Piracy-Resistant DNN Watermarking by Block-Wise Image Transformation with Secret Key
This addresses the issue of model ownership verification for DNN developers, offering a piracy-resistant solution that prevents watermark overwriting and maintains model accuracy, though it is incremental as it builds on existing DNN watermarking techniques.
The paper tackles the problem of protecting deep neural network (DNN) models from piracy by proposing a watermarking method that embeds a watermark using learnable image transformations with a secret key, achieving high watermark-detection accuracy and resilience against attacks like fine-tuning and pruning on the CIFAR-10 dataset.
In this paper, we propose a novel DNN watermarking method that utilizes a learnable image transformation method with a secret key.

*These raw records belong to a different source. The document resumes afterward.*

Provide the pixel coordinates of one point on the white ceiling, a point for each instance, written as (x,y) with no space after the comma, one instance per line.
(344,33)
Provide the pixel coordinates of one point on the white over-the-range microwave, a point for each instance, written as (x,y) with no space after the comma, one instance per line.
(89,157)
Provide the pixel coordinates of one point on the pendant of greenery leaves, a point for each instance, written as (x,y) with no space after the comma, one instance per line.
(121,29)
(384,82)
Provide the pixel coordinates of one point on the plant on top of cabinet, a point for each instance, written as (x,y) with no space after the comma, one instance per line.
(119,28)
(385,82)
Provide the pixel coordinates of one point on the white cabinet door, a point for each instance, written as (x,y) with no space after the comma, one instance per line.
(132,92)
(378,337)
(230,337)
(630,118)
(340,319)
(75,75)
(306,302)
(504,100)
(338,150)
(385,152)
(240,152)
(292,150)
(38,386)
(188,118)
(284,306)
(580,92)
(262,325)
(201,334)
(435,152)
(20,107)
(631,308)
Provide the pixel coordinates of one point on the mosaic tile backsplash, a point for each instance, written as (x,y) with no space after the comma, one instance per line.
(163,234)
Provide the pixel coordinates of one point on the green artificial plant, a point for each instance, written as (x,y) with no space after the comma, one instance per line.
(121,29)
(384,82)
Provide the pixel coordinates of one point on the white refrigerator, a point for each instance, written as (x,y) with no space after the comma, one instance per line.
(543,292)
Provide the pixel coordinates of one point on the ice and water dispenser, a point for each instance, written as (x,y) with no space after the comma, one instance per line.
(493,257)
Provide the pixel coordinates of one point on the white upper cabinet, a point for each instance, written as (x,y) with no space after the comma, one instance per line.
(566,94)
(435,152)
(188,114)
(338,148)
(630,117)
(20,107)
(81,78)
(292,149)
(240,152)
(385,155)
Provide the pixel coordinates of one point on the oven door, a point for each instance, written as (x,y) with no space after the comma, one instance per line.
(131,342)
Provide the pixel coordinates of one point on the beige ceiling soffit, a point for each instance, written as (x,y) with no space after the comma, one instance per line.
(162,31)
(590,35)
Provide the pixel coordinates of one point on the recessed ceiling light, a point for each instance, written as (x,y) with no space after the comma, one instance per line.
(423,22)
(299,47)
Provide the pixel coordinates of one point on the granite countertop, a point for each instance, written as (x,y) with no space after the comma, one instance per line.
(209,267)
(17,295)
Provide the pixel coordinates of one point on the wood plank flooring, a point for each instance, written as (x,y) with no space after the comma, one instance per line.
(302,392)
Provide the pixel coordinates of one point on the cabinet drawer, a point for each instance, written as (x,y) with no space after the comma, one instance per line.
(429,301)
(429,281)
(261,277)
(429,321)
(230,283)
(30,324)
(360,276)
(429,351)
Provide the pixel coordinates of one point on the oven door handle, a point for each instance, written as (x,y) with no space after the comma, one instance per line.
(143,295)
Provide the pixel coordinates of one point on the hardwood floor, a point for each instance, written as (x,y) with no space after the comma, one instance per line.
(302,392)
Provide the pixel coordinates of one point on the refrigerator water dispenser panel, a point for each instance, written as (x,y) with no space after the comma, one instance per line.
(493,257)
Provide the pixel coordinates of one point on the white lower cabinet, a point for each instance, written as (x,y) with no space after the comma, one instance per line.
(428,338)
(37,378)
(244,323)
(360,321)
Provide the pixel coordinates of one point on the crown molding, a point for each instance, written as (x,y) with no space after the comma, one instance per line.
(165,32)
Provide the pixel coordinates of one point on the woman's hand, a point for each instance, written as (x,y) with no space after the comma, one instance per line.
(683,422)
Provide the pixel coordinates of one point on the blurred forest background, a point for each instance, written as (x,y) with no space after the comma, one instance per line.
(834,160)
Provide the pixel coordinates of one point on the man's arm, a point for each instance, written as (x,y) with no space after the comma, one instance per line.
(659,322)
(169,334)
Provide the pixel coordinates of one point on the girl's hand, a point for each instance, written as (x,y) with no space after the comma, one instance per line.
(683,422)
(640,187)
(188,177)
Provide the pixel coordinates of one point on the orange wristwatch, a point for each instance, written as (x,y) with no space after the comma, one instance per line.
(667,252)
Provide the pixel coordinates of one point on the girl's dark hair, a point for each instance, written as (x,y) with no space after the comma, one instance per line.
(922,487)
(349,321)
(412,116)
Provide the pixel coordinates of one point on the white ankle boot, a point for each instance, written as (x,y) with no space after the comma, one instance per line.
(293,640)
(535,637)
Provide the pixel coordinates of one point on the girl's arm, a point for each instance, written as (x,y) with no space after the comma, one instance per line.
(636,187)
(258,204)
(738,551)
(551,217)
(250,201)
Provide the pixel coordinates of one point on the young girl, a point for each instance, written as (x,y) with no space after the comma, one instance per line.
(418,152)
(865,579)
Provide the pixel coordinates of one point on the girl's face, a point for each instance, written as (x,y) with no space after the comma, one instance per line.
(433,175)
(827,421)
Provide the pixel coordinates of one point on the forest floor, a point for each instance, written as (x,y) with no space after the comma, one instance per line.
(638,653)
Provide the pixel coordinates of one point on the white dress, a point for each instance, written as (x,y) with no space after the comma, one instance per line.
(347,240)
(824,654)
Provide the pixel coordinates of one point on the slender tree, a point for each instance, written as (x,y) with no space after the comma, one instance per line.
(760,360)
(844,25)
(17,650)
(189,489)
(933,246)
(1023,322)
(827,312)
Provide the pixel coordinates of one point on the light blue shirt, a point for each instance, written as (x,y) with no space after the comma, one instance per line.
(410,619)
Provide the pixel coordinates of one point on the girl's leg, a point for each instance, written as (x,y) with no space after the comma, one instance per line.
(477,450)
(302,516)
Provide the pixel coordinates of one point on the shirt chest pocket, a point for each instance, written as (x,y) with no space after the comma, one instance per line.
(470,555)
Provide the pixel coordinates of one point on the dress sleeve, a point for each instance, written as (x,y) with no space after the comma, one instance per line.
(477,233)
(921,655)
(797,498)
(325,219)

The proposed method embeds a watermark pattern in a model by using learnable transformed images and allows us to remotely verify the ownership of the model. As a result, it is piracy-resistant, so the original watermark cannot be overwritten by a pirated watermark, and adding a new watermark decreases the model accuracy unlike most of the existing DNN watermarking methods. In addition, it does not require a special pre-defined training set or trigger set. We empirically evaluated the proposed method on the CIFAR-10 dataset. The results show that it was resilient against fine-tuning and pruning attacks while maintaining a high watermark-detection accuracy.